Thursday, 20 April 2017

What type of film to help sell a house?

Let’s sell the house. Let’s choose an estate agent. Let’s make a film about it. OK, but what sort of film? We looked at lots of films of houses in North Wales and there is quite a mixed bag from the cheap and cheerful to the professional. The professionally produced films all showed the houses to their best, with excellent camera work, but one film in particular caught our eye. Everything about it was just right and we said that’s what we want. 

Whereas the other films were good, we found them a bit sterile, cold and lacking in character. But the one we liked invited us in, this was a lifestyle house film, a sub-genre we had been unaware of. Instead of seeing rooms, windows and gardens you saw people using and enjoying them.

After a brief exchange of emails ‘Gareth the Film’ came to meet us, to do a recce and talk through some ideas. The key question was to what extent would we be prepared to get into the spirit of it. Would we be filmed arriving by train? Picking some herbs? Playing with the dog? Catching some fish and putting them on the BBQ for friends who we’d meet at the platform? We said yes.

With the story and scenes agreed we had to procure some props, dress the rooms, make sure the garden was looking just right and invite some extras to be our guests for the BBQ scene.

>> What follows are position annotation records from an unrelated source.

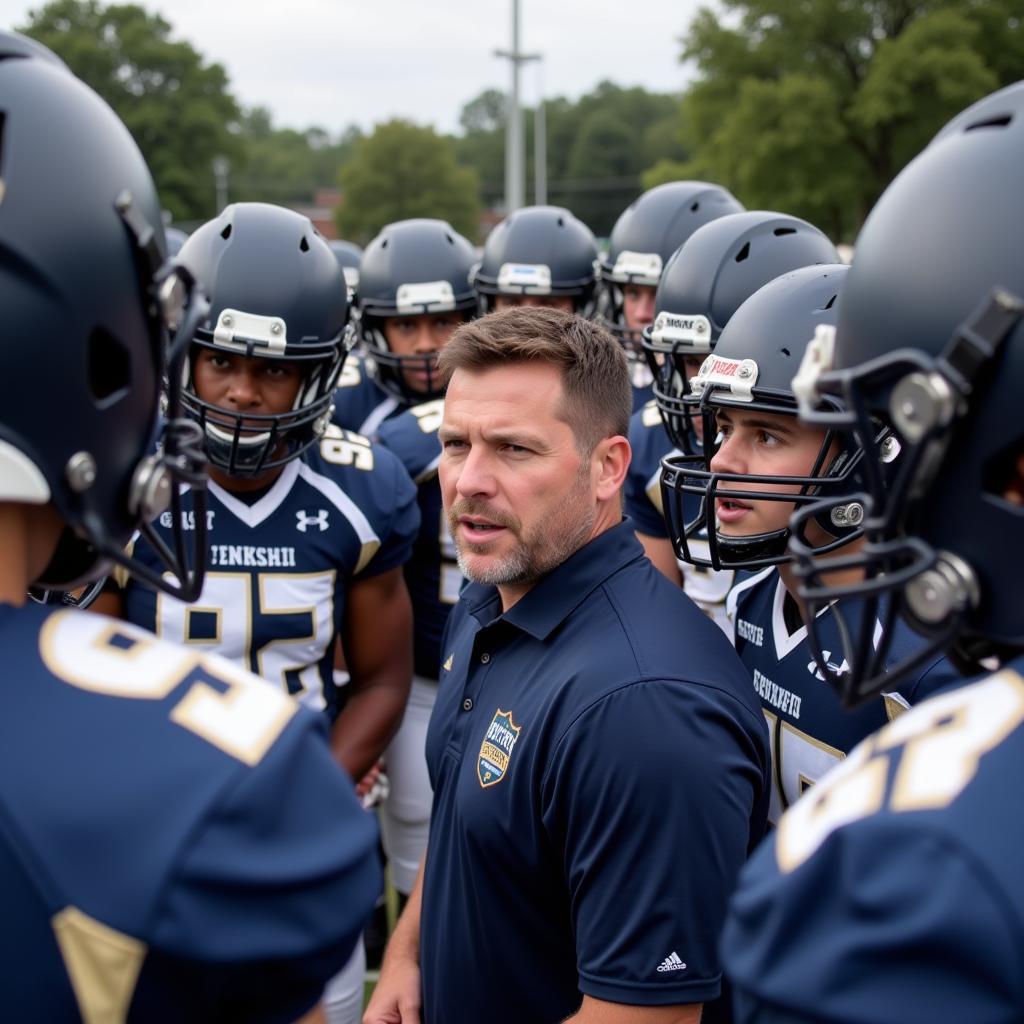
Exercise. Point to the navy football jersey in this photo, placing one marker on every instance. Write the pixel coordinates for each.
(810, 729)
(432, 572)
(176, 842)
(359, 402)
(642, 503)
(279, 570)
(893, 890)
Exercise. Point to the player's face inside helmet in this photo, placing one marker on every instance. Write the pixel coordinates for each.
(248, 389)
(638, 306)
(763, 444)
(417, 340)
(563, 302)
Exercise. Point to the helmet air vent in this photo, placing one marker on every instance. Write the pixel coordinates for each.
(109, 368)
(997, 122)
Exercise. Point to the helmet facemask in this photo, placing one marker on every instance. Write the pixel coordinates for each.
(248, 444)
(689, 480)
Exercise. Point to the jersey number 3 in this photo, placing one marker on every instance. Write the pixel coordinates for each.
(939, 744)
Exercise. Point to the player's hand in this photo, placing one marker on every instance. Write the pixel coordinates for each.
(396, 997)
(374, 786)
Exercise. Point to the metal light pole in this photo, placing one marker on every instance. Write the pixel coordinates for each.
(515, 186)
(221, 166)
(540, 148)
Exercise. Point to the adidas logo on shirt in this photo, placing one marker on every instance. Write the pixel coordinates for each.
(672, 963)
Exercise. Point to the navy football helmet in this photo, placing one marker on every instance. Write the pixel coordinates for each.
(85, 288)
(705, 282)
(752, 369)
(276, 292)
(643, 238)
(175, 240)
(348, 255)
(539, 250)
(412, 267)
(930, 336)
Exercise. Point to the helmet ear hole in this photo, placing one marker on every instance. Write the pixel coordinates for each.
(108, 368)
(1000, 472)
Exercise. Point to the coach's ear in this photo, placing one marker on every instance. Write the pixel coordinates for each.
(609, 461)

A key element of the film was choosing the right music and we scoured through websites that provide thousands of tracks for use in films. After dismissing ones that sounded too much like Lord of the Rings, we ended up with a perfect choice – the rhythm was light and happy and most importantly it would fit in with the sounds of an approaching train. Our chosen track was 2 ½ minutes long, so that became the length of the film. Surely that wouldn’t take two days to film!?

As the first day approached we prayed that the forecast of good weather would hold, this was to be the day for outdoor filming and the BBQ. Gareth arrived with his partner-in-film, his father John, who operated various cameras and microphones and was also the ‘spotter’ for the flying of drones. Drones would be a key component of the production and for this we would need wind speeds of less than 17 mph. 
Gareth and John Hearn

It was a Sunday with just two trains scheduled which would pass Campbell’s Platform twice on the way up and twice on the way down. These were the four, time-critical slots of the day for the story to work.

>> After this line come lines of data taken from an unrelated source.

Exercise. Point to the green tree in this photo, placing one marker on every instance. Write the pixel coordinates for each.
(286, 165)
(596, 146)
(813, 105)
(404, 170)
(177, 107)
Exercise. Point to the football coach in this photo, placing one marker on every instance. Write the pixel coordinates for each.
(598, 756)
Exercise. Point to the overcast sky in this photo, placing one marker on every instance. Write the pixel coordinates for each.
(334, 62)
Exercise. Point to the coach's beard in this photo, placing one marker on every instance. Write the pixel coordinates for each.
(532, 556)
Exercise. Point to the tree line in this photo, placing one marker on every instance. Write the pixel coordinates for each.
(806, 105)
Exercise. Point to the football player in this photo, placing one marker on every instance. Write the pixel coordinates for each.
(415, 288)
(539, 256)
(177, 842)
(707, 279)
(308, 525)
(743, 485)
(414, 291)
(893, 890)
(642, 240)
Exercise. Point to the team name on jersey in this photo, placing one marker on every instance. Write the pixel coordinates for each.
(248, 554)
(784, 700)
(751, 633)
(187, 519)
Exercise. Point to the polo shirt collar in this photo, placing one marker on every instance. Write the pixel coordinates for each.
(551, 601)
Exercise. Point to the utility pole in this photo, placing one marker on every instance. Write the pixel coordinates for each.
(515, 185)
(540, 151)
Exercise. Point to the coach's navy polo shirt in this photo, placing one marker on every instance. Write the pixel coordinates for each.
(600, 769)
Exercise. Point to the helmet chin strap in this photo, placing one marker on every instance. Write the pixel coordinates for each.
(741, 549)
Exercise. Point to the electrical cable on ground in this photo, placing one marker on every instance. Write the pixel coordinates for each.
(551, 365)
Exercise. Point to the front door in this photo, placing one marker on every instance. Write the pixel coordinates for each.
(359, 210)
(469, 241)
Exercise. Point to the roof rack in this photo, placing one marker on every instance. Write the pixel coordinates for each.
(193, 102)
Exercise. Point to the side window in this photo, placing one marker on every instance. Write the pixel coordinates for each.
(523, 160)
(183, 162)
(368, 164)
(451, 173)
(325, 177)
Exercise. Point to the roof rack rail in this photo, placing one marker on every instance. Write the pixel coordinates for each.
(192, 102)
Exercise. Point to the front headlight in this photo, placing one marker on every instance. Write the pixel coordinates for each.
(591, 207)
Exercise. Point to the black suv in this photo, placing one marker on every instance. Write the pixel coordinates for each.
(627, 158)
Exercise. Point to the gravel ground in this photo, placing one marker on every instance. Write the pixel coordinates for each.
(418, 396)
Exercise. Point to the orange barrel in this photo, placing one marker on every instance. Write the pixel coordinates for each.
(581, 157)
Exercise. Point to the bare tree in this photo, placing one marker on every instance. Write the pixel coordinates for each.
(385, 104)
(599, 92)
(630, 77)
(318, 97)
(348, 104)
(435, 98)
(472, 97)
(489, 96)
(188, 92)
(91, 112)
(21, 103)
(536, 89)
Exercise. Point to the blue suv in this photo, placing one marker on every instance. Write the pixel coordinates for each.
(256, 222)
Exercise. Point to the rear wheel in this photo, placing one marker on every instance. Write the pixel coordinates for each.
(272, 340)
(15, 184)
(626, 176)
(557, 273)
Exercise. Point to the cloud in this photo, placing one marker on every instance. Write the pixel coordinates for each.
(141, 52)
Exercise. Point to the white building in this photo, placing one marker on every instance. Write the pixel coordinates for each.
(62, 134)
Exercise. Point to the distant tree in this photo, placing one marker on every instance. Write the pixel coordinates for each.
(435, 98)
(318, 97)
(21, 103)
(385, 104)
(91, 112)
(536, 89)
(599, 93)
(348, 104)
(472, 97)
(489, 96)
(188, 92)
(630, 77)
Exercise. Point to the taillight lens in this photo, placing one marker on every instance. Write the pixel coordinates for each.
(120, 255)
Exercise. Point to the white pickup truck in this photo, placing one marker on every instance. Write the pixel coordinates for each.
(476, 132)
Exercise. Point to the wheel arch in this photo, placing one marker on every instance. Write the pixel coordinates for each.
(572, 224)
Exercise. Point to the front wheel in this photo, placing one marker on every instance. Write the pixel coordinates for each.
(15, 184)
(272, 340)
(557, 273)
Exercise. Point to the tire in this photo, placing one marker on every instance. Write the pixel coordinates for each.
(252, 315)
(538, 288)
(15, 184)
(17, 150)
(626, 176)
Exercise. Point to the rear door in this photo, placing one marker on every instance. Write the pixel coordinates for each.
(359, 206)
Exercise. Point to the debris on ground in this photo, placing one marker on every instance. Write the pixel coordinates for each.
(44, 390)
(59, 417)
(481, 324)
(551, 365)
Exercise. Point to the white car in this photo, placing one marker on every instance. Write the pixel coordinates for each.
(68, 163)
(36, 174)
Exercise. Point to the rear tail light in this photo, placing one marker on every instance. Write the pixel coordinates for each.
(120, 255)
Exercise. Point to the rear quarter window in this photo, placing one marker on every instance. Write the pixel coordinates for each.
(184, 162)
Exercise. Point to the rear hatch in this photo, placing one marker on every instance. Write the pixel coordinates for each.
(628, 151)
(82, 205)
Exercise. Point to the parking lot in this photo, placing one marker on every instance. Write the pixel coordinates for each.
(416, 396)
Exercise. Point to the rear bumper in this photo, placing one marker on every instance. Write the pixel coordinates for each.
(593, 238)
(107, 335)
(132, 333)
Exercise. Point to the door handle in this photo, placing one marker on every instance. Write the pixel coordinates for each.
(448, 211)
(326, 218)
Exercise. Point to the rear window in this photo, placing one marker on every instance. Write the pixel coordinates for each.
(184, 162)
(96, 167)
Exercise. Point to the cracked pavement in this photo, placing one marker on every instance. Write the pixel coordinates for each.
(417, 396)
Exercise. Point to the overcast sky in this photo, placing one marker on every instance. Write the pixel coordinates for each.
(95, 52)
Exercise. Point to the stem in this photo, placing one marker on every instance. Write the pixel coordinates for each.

As the first train approached I stuck out my hand to request it to stop and it did. I then asked the volunteer guard if it would be OK for me to get on and off a few times while I was filmed from different angles. Having pre-booked this with the management of the railway I was expecting ‘of course, no problem’. But instead I got ‘that’s the first I’ve heard of it’ and much later ‘I’ve got a connection to make’. But we were accommodated and it all worked well.

The story involved my returning with the shopping to the kitchen where Sue was boiling a kettle on the Rayburn for coffee. We were supposed to exchange a kiss as I put down the shopping bag and Sue poured the boiling water into the mugs. Sounds simple enough, but there were many takes and near misses!

After Sue was filmed doing some gardening, I tied a fly in the old barn, walked away with a split-cane rod and returned moments later with a couple of trout. Virtual fishing with the help of a Tesco’s fish counter is so convenient and guarantees success.

Our guests arrived on the down train and we greeted them on the platform. After the children played in the garden, throwing frisbee to Molly, we settled down by the BBQ, where the trout was cooking, and toasted with Champagne …. This was the critical closing scene!

The drone was in the air beneath the Scots Pine as we waited for the last down train of the day, hovering at eye level until Gareth heard the train’s whistle. It was then a swift flight away from the tree and up into the sky at the right angle to capture the house in front of the mountain with the train swinging into view. It worked perfectly.

On the second day of filming we filled in the key gaps of the story such as the rooms and the actual riding of the train. Continuity meant I had to wear the same clothes and carry the same shopping bag and contents – I looked fine, but the baguette was a bit limp.

For the interior filming a lot of use was made of the ‘slider’, a level track on which the camera could move sideways. It was very effective at conveying the sense of just walking into a room. Then there was the boom which captured the essence of the four-poster room. It started high to focus on the cruck beams, coming down to reveal the bed itself and the ancient Persian tapestry above. 

It was an enjoyable experience working with Gareth and John and a couple of days later Gareth was back with two versions of the film to get our feedback as to which we preferred and whether any final edits were needed. We were over the moon with what we saw and are hopeful that this film is going to be a great success in attracting potential buyers to the house.

But as Gareth pointed out, having a great film is no use at all unless you get people to watch it. He then proceeded to give us a masterclass in social media. Thanks Gareth and John – we will nominate you for an Oscar.

Gareth and John own and work for North Shore Productions. This is the film and I think it's fantastic. Everyone was a star but I think Molly upstaged us all.

1 comment:

  1. Having been on the train, passed and even stopped at Campbells. "Watching the film gets me everytime".
    You caught the essence in 150 seconds beautifully.